Samsung threw out the gams and poured out the bubbly to showcase some cool prototypes and forthcoming products at its Global Road Show in New York City. Highlights included:
- A prototype 40-inch active-matrix OLED (Organic LED) television which is HD-compatible and offers a WXGA 1200×800 widescreen pixel format. The display is driven by an amorphous silicon (a-S) AM backplane which enables fast video response times with low power consumption. Samsung’s OLED technology enables wide viewing angles with no color filters, no blacklight, and a potentially very thin chassis: Samsung estimates that shipping display eventually be 3 cm or less in depth.
- An 82-inch TFT-LCD TV with an 8 ms response time and a 1920 by 1080 pixel resolution. The display offers low power consumption and light weigh, and supports 1080 progressive scanning, which is essentially double the resolution of a 1080i display. A built-in HDMI port lets the display be used as a computer monitor, too.
- A mammoth 102-inch progressive scanning plasma display panel (PDP) television with a 2000:1 contrast ratio. The unit also features Samsung’s Digital Natural Image engine (DNIe) which provides for up to 68.7 million colors and a brightness ratio of 1000cd/m2.
- The YM-PD1 portable multimedia player with DMB (Digital Multimedia Broadcasting) functionality and a built-in 30 GB hard disk for playing back movies and music. The player features a 4-inch TFT-LCD enhanced by Samsung’s DEi technology, with a TV-out option for playing content on larger screens and home networks. DMB is a broadcasting format which isn’t yet available in the U.S., but is making waves in South Korea for providing digital radio and television to mobile devices.
But wait! There’s more! Not content to rule the arena of digital devices in your office and pocket, Samsung also showed off a new speed-cook oven and a four-door refrigerator!

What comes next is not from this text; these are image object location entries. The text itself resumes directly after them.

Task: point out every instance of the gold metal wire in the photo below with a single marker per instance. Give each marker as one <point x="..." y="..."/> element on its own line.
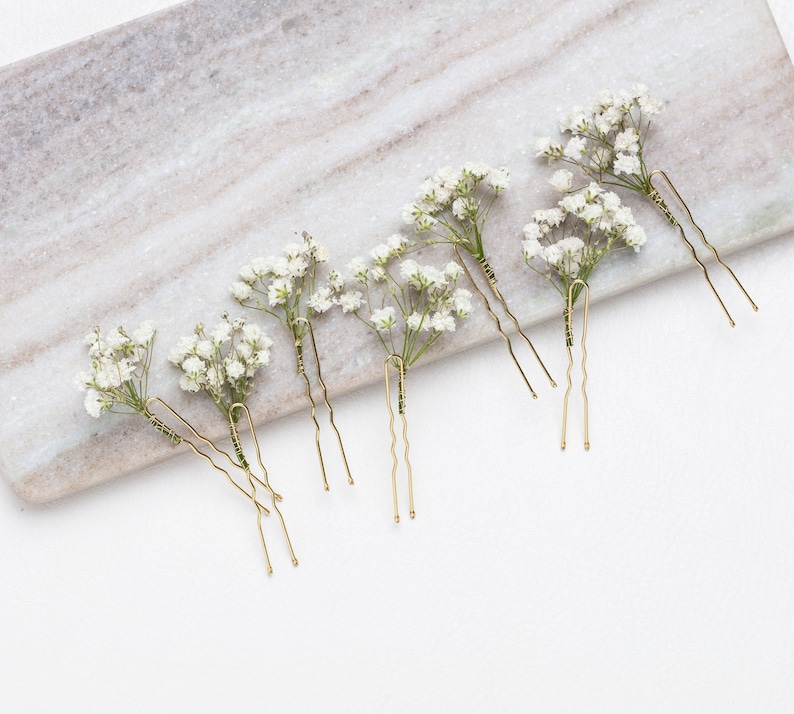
<point x="250" y="496"/>
<point x="657" y="199"/>
<point x="273" y="495"/>
<point x="397" y="361"/>
<point x="568" y="313"/>
<point x="495" y="318"/>
<point x="302" y="371"/>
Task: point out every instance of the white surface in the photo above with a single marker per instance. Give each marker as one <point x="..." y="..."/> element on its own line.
<point x="654" y="573"/>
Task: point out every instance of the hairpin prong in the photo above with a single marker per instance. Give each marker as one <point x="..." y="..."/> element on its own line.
<point x="495" y="318"/>
<point x="397" y="362"/>
<point x="302" y="370"/>
<point x="266" y="482"/>
<point x="657" y="199"/>
<point x="569" y="347"/>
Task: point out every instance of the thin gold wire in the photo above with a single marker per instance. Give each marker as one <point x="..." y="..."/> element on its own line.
<point x="298" y="344"/>
<point x="398" y="362"/>
<point x="495" y="318"/>
<point x="325" y="395"/>
<point x="250" y="496"/>
<point x="273" y="495"/>
<point x="491" y="277"/>
<point x="657" y="199"/>
<point x="568" y="313"/>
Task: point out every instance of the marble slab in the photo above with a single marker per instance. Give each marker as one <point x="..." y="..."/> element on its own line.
<point x="141" y="167"/>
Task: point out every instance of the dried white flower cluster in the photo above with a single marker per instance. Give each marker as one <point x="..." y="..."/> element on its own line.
<point x="408" y="304"/>
<point x="119" y="370"/>
<point x="569" y="240"/>
<point x="608" y="138"/>
<point x="453" y="204"/>
<point x="222" y="361"/>
<point x="285" y="286"/>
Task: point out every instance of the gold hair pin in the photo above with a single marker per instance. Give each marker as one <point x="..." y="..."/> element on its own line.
<point x="285" y="287"/>
<point x="607" y="145"/>
<point x="223" y="362"/>
<point x="452" y="207"/>
<point x="409" y="306"/>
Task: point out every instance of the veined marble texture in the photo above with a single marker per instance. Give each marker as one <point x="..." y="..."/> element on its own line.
<point x="142" y="167"/>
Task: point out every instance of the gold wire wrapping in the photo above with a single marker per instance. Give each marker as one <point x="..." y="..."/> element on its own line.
<point x="657" y="199"/>
<point x="492" y="282"/>
<point x="568" y="314"/>
<point x="298" y="344"/>
<point x="398" y="364"/>
<point x="265" y="481"/>
<point x="160" y="426"/>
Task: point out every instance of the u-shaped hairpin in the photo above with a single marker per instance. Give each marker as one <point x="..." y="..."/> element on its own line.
<point x="657" y="199"/>
<point x="302" y="372"/>
<point x="397" y="362"/>
<point x="569" y="347"/>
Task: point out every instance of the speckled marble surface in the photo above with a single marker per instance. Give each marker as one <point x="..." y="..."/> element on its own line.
<point x="141" y="167"/>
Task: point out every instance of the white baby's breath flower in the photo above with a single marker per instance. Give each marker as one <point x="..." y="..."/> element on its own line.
<point x="234" y="369"/>
<point x="279" y="291"/>
<point x="358" y="269"/>
<point x="322" y="300"/>
<point x="461" y="300"/>
<point x="628" y="141"/>
<point x="499" y="179"/>
<point x="531" y="248"/>
<point x="144" y="334"/>
<point x="626" y="164"/>
<point x="415" y="322"/>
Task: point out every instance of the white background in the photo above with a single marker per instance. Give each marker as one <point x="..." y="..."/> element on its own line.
<point x="653" y="574"/>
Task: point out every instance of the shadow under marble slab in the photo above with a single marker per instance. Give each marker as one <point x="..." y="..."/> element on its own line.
<point x="141" y="167"/>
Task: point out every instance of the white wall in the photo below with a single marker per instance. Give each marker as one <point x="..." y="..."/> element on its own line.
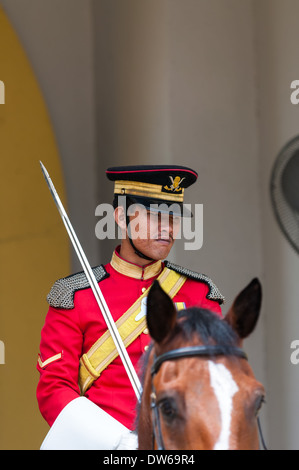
<point x="57" y="36"/>
<point x="277" y="47"/>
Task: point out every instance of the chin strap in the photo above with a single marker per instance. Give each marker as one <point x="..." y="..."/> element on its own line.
<point x="137" y="252"/>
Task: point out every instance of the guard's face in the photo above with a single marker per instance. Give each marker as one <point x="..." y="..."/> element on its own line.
<point x="153" y="233"/>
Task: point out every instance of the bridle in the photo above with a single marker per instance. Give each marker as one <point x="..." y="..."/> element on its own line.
<point x="189" y="351"/>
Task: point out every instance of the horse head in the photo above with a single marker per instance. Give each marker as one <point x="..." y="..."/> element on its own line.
<point x="199" y="392"/>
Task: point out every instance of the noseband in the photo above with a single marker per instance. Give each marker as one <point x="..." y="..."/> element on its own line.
<point x="189" y="351"/>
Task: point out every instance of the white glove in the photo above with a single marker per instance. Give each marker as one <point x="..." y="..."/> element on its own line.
<point x="82" y="425"/>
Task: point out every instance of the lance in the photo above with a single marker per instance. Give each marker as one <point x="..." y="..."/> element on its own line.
<point x="96" y="289"/>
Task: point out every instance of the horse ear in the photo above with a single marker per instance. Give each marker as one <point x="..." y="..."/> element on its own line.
<point x="244" y="313"/>
<point x="161" y="313"/>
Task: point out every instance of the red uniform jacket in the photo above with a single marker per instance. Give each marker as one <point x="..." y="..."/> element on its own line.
<point x="74" y="323"/>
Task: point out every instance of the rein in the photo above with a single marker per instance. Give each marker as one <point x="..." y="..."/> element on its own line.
<point x="189" y="351"/>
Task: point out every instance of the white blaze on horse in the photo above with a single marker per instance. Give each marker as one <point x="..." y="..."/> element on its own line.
<point x="199" y="391"/>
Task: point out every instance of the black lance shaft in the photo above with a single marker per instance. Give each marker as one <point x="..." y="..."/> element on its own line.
<point x="96" y="290"/>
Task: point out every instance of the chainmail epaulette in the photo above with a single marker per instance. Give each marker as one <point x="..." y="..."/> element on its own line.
<point x="213" y="294"/>
<point x="62" y="293"/>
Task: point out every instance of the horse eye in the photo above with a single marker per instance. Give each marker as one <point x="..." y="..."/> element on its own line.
<point x="258" y="404"/>
<point x="168" y="409"/>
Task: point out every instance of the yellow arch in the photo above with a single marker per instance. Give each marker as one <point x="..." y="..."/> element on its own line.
<point x="34" y="248"/>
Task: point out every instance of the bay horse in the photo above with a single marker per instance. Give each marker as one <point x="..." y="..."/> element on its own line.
<point x="199" y="392"/>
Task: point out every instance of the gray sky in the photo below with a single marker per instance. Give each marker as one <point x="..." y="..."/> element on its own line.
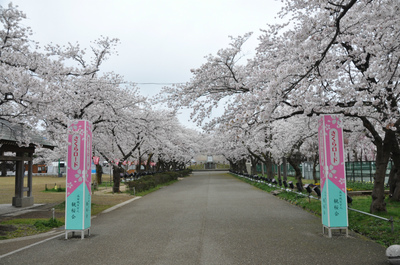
<point x="160" y="40"/>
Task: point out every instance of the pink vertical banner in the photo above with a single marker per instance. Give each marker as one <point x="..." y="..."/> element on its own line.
<point x="78" y="183"/>
<point x="332" y="172"/>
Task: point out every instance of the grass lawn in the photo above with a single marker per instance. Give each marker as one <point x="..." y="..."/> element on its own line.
<point x="376" y="229"/>
<point x="101" y="200"/>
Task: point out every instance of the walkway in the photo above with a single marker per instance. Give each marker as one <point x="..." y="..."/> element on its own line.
<point x="208" y="218"/>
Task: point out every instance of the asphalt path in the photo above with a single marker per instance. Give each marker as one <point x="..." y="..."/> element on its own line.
<point x="208" y="218"/>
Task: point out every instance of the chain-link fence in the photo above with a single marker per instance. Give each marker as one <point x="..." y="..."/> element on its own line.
<point x="362" y="171"/>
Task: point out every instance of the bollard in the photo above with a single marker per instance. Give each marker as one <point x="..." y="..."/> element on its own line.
<point x="393" y="254"/>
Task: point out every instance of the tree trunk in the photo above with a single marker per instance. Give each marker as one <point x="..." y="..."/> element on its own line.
<point x="394" y="178"/>
<point x="382" y="158"/>
<point x="394" y="184"/>
<point x="294" y="162"/>
<point x="315" y="165"/>
<point x="116" y="178"/>
<point x="99" y="173"/>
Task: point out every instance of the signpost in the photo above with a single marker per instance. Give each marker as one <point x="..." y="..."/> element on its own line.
<point x="333" y="174"/>
<point x="78" y="183"/>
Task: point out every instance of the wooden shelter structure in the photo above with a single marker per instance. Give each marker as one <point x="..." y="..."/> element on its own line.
<point x="12" y="148"/>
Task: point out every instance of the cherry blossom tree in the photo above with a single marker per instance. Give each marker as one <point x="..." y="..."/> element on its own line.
<point x="339" y="57"/>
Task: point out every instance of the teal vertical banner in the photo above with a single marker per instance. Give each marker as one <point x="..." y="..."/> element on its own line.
<point x="75" y="209"/>
<point x="79" y="173"/>
<point x="332" y="172"/>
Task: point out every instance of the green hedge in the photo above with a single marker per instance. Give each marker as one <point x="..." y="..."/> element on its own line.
<point x="152" y="181"/>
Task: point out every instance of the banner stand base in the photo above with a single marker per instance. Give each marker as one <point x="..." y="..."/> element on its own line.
<point x="334" y="228"/>
<point x="73" y="233"/>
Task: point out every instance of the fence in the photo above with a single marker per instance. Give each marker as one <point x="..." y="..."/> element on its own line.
<point x="362" y="171"/>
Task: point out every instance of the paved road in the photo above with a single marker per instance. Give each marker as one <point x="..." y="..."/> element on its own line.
<point x="208" y="218"/>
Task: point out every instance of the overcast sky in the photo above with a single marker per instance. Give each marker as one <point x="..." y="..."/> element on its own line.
<point x="160" y="40"/>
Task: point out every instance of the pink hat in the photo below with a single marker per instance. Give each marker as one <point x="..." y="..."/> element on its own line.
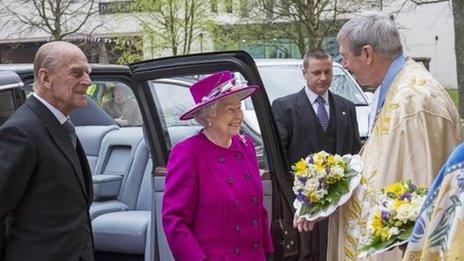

The Quatro Freedom Four-Door Convertible Refrigerator offers four separate, odor-isolated compartments which can be set to different temperatures, from a slightly-chilly 50°f all the way down to -13°F for hard freezes—or anywhere in between. Need more freezer space to accommodate all the fresh elk steaks from your recent hunting trip? Not a problem: adjust a couple compartments to be freezers. Throwing a big event and need to store lots of party platters until evening? Not a problem: adjust a couple compartments to offer produce-compatible refrigeration. The Quatro Freedom will be available in February 2006 for a mere $3,000, and will be available in four colors (can I get one color for each door?) to integrate into your decor with “seamless harmony”—and there’s even an option for an in-door beverage station with ice-maker! Hey, get a Quatro Freedom and your friends may never go home again.
And it’s certain your friends will never leave if they see your elegantly-named FQ159ST speed cook oven! Samsung’s speed cook technology combined dual convention (that’s hot air from the right and the left), upper grill, bottom grill, and microwave cooking capabilities to create an oven which can be used to bake, roast, broil, toast, and (we’re sure) burn your food up to four times faster than a conventional oven. Hallelujah! Actually, I shouldn’t poo-poo the idea: the only combination convection-microwave oven I’ve ever used (also a Samsung!) was quite useful, and could be used to produce actual cooked entrees which resembled neither plastic nor charcoal. It would have been even easier if that oven had, like the FQ159ST, been pre-programmed with twelve popular recipes, from “homemade meat loaf to mouth-watering lasagna to decadent cake.” Instead, all I got was a badly translated, typo-filled recipe book which said “Do not use metal in a microwave!” on every page. But! Such good advice!